Budget and cost tracking¶

Overview¶

Reyn tracks LLM token usage and USD cost per session, per-agent, per-chain, and per-model. Token and USD totals accumulate as LLM calls complete; configured caps refuse or warn before any call (or spawn) that would exceed them. The system is entirely opt-in: without a cost: block in reyn.yaml, runs are unlimited.

`reyn.yaml` schema¶

All budget configuration lives under the top-level cost: key.
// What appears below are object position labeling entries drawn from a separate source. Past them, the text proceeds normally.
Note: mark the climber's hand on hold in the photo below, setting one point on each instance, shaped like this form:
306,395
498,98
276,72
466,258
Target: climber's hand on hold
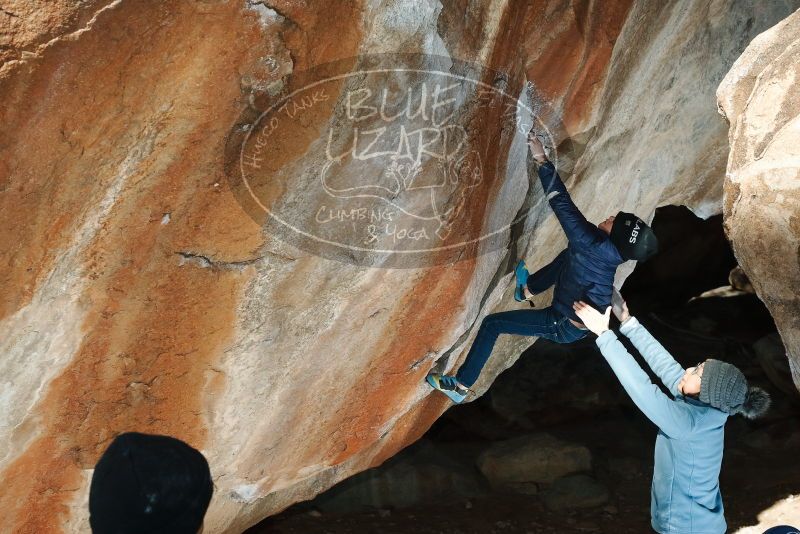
537,148
619,306
593,320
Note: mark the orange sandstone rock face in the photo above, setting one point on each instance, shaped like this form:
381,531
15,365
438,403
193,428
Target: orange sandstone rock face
760,97
147,286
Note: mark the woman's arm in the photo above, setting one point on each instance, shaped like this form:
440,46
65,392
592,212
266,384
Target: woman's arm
660,361
660,409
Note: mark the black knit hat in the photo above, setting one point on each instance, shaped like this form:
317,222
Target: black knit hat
724,387
633,238
149,484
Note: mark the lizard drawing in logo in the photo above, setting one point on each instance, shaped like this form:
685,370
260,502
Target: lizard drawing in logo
427,185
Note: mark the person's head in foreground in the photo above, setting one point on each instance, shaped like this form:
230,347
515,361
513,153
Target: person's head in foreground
634,239
149,484
724,387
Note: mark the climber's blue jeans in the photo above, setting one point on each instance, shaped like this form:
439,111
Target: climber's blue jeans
546,323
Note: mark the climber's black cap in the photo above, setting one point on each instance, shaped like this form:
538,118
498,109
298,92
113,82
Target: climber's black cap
148,484
633,238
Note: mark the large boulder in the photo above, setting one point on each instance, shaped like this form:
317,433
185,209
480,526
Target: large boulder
760,98
149,283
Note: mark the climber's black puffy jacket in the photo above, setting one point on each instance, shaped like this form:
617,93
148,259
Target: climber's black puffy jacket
587,266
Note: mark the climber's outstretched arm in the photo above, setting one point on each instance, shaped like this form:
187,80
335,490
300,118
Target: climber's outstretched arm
575,225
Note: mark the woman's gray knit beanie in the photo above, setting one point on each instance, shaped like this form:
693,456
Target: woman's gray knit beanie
724,387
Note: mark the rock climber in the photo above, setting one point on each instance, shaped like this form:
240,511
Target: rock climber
685,495
149,484
583,271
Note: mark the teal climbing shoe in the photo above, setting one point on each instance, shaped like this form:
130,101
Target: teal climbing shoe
521,273
449,386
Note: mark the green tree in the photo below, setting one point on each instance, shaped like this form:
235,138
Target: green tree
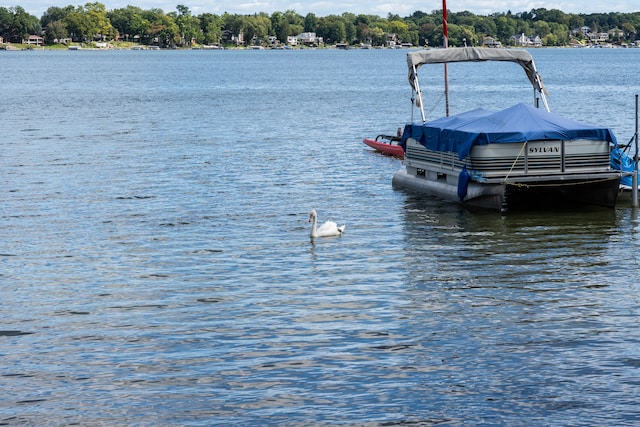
310,23
188,25
129,22
211,27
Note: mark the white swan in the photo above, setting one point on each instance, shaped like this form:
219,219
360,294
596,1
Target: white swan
327,229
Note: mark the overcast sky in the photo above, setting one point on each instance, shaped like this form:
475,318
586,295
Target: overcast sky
324,8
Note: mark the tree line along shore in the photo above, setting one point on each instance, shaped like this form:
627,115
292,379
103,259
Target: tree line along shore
94,25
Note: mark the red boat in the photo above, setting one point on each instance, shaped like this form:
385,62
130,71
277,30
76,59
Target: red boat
386,144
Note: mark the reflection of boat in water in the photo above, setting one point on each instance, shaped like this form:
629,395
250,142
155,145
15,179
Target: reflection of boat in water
386,144
520,157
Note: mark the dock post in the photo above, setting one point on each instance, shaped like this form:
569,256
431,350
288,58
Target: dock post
634,184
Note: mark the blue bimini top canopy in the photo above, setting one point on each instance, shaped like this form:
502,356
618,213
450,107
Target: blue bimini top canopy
519,123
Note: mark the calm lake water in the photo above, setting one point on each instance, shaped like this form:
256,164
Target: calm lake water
156,266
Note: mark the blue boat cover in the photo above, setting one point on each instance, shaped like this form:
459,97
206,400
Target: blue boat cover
518,123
Every field is optional; omitting a sub-key (or setting its hard_limit to null) means unlimited for that dimension.

cost:
  # Per-agent caps — in-memory, reset on restart or /budget reset
  per_agent_tokens:
    hard_limit: 50000    # refuse after this many tokens for one agent
    warn_ratio: 0.8      # warn at 80% of hard_limit (default: 0.8)
  per_agent_cost_usd:
    hard_limit: 2.00     # refuse after $2.00 spent by one agent
    warn_ratio: 0.8

  # Per-model rate limit (hard cap, calls per 60-second window)
  rate_limit_per_minute:
    openai/gpt-4o: 60
  rate_limit_warn_ratio: 0.8   # warn at 80% of rate limit (default: 0.8)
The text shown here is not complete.